Chicago-based Media Burn Independent Video Archive receives $500K grant to launch new national project

ByZach Ben-Amots WLS logo
Saturday, April 10, 2021
Chicago-based video archive receives $500K grant
Media Burn Archive was created 20 years ago as one of the first ever online video archives; now it's using a massive $500,000 grant to launch a new national project with other video collections.

CHICAGO (WLS) -- The Media Burn Independent Video Archive recently received a grant of nearly $500,000 from the Council on Library Resources to kickstart a new national initiative.

"It's a partnership with six different institutions, and together we are going to be digitizing more than 1,000 video tapes," said executive director Sara Chapman.

Media Burn was founded around 20 years ago as one of the first ever online video archives. Since their founding, they've digitized 8,000 hours of analog video. The collection highlights independent documentaries and videos that focus on social and political causes.

RELATED: South Side Home Movie Project produces new film series with Chicago musicians, gives new life to film archive

The South Side Home Movie Project is collaborating with Chicago musicians to give new life to archival films from the 20th century for a series called "Spinning Home Movie."

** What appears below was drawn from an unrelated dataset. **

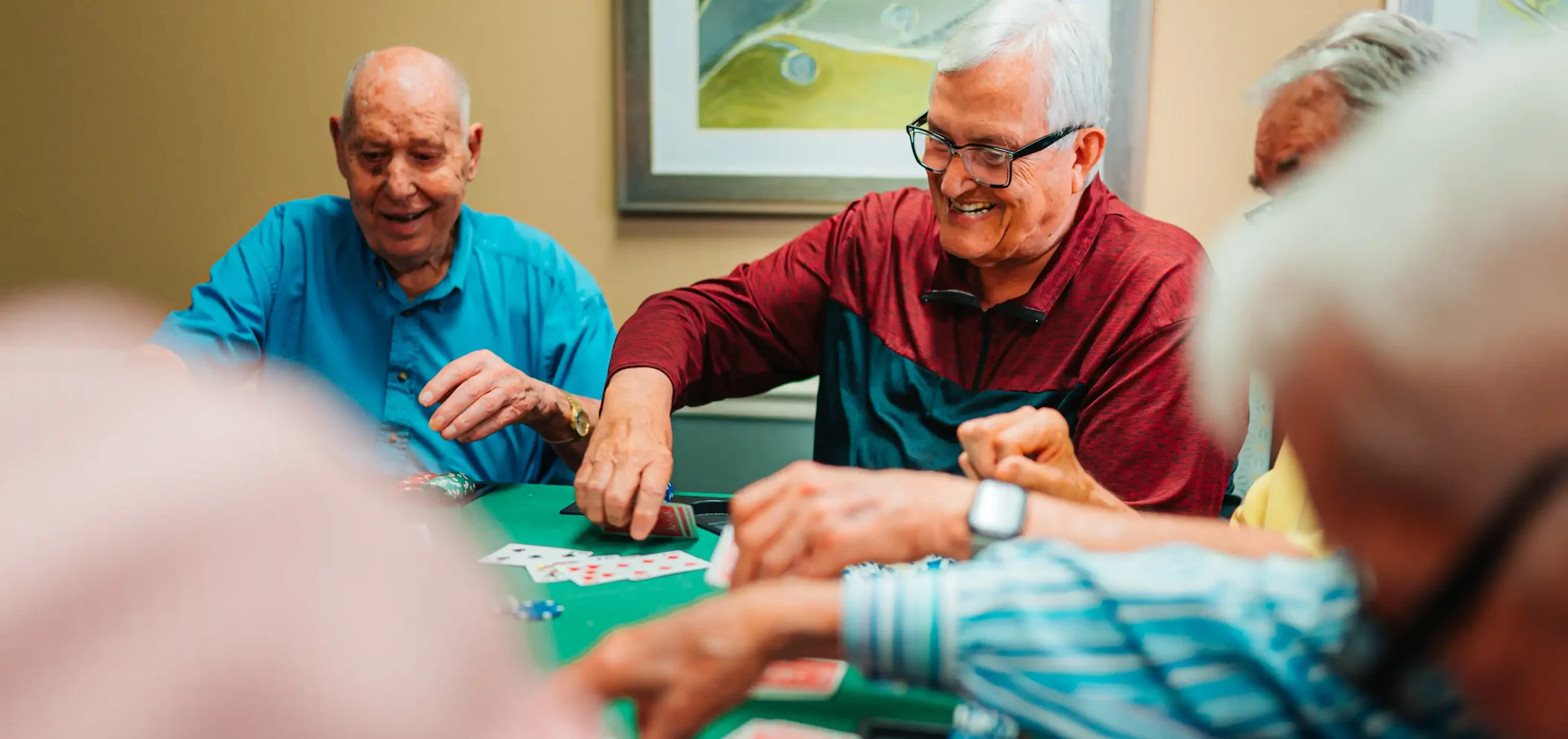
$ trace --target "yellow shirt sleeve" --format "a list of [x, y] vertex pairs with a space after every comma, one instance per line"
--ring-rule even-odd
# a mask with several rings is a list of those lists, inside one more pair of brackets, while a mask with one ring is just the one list
[[1306, 494], [1306, 475], [1289, 441], [1279, 449], [1273, 469], [1247, 491], [1242, 505], [1231, 515], [1231, 526], [1278, 532], [1316, 557], [1328, 554], [1317, 511]]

"Our collection begins with the invention of videotape. So it starts around 1967 or so, and it goes through the present," Chapman said.

To view the Media Burn archives, visit their website: mediaburn.org. The collaborate work from their new grant will be called the Guerrilla Television Network, and that work will eventually be displayed on a different website.

In addition to that project, Media Burn recently announced a video reuse contest in collaboration with the South Side Home Movie Project and the Studs Terkel Radio Archive, giving the public an opportunity to create something new with Chicago's archival treasures.